15 février 2013

Simone Susskind

Portrait

Je suis une fille de réfugiés juifs d’Europe Orientale qui ont été des sans-papiers dans les années 30 et qui ont reconstruit leur vie en Belgique après avoir survécu au génocide nazi.
D’où ma sensibilité immédiate pour les sans-papiers et ceux et celles qui cherchent un refuge dans un des pays européens, que ce soit pour échapper à des conflits violents ou à la misère économique chez eux.

Je suis née à Bruxelles et j’y ai toujours vécu.

Mon identité

Mon identité juive a été à la base de mes engagements politiques et associatifs.
Pour moi, c’est une identité laïque, ouverte et humaniste et qui peut contribuer à améliorer les relations entre groupes d’origines diverses en partageant ses expériences et en développant une meilleure connaissance des « autres ».
C’est dans ce but que j’ai animé des groupes de discussion entre Juifs et Arabes à Bruxelles.

Durant des années, j’ai travaillé au Centre Communautaire Laïc Juif, dont j’ai assuré la présidence entre 1985 et 1996. J’y ai aussi pris de nombreuses initiatives dans le domaine culturel : festivals de culture, conférences, festivals de cinéma, colloques.

Israéliens et Palestiniens, une paix possible

La paix entre Israéliens et Palestiniens est pour moi un combat de tous les jours ; je sais depuis très longtemps, qu’il n’y aura pas d’avenir possible  pour les deux peuples sans une reconnaissance mutuelle de leurs droits et la création d’un état palestinien viable à côté de l’état d’Israël, dans le respect des résolutions du Conseil de sécurité des Nations Unies.

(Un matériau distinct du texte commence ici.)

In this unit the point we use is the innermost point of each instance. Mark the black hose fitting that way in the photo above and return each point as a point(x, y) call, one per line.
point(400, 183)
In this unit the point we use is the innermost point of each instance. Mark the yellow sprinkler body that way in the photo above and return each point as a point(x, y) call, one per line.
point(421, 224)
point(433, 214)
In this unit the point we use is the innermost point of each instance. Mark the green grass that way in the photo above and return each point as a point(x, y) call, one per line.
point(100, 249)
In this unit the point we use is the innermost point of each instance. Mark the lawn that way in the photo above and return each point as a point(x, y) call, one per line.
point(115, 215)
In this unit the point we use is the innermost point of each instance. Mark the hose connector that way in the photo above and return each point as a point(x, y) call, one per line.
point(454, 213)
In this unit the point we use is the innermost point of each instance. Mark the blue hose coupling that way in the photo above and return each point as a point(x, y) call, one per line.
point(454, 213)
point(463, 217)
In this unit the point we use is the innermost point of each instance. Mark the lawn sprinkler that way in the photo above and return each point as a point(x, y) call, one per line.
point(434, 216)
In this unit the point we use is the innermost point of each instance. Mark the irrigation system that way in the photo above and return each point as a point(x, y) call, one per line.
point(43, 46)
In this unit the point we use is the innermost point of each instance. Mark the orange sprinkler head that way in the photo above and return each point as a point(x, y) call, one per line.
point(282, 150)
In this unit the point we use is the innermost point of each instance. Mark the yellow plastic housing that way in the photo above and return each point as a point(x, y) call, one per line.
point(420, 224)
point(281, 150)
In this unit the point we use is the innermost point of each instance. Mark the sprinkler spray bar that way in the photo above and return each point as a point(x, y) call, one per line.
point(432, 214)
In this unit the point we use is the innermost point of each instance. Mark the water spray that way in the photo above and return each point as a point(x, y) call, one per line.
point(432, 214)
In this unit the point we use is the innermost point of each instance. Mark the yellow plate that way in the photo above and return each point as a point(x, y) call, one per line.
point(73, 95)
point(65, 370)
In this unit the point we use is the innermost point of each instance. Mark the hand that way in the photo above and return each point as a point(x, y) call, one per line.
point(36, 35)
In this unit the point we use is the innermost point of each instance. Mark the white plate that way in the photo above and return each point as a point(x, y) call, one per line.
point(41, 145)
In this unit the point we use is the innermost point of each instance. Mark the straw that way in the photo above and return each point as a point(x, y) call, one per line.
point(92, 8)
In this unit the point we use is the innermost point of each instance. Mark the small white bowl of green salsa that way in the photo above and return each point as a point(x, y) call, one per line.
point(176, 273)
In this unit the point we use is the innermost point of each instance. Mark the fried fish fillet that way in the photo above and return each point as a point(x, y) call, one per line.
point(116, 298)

Des Palestiniens et des Israéliens se sont retrouvés à de multiples reprises à Bruxelles, dans le cadre d’initiatives que mes amis et moi-même avons prises.
J’ai réuni des femmes israéliennes et palestiniennes dans le cadre d’une rencontre qui a fait date : « Give peace a chance – women speak out » (mai 1989) et qui a mené à une réelle coopération sur le terrain malgré des obstacles parfois insurmontables.
Je travaille maintenant avec des femmes des deux peuples et des femmes de haut niveau international avec l’objectif qu’elles puissent influer les processus de négociations formels et informels, dans le cadre de la «Commission internationale des femmes pour une paix israélo-palestinienne juste et durable » (IWC).

Femmes et démocratie

J’ai toujours pensé que la démocratie ne peut être complète sans une participation équilibrée des femmes à tous les niveaux de la vie politique, économique et culturelle, que ce soit dans notre pays ou dans des régions où le chemin à parcourir est encore plus difficile.
J’ai eu la chance de mettre en présence des femmes européennes et des femmes du Sud de la Méditerranée et de construire avec elles des stratégies permettant un partage plus équitable des rôles et des responsabilités dans leurs sociétés.
C’est le Gouvernement belge qui a négocié, à mon initiative, et obtenu de la Commission européenne qu’elle accepte de lancer un programme euro-méditerranéen pour le renforcement des femmes dans la vie économique (2005).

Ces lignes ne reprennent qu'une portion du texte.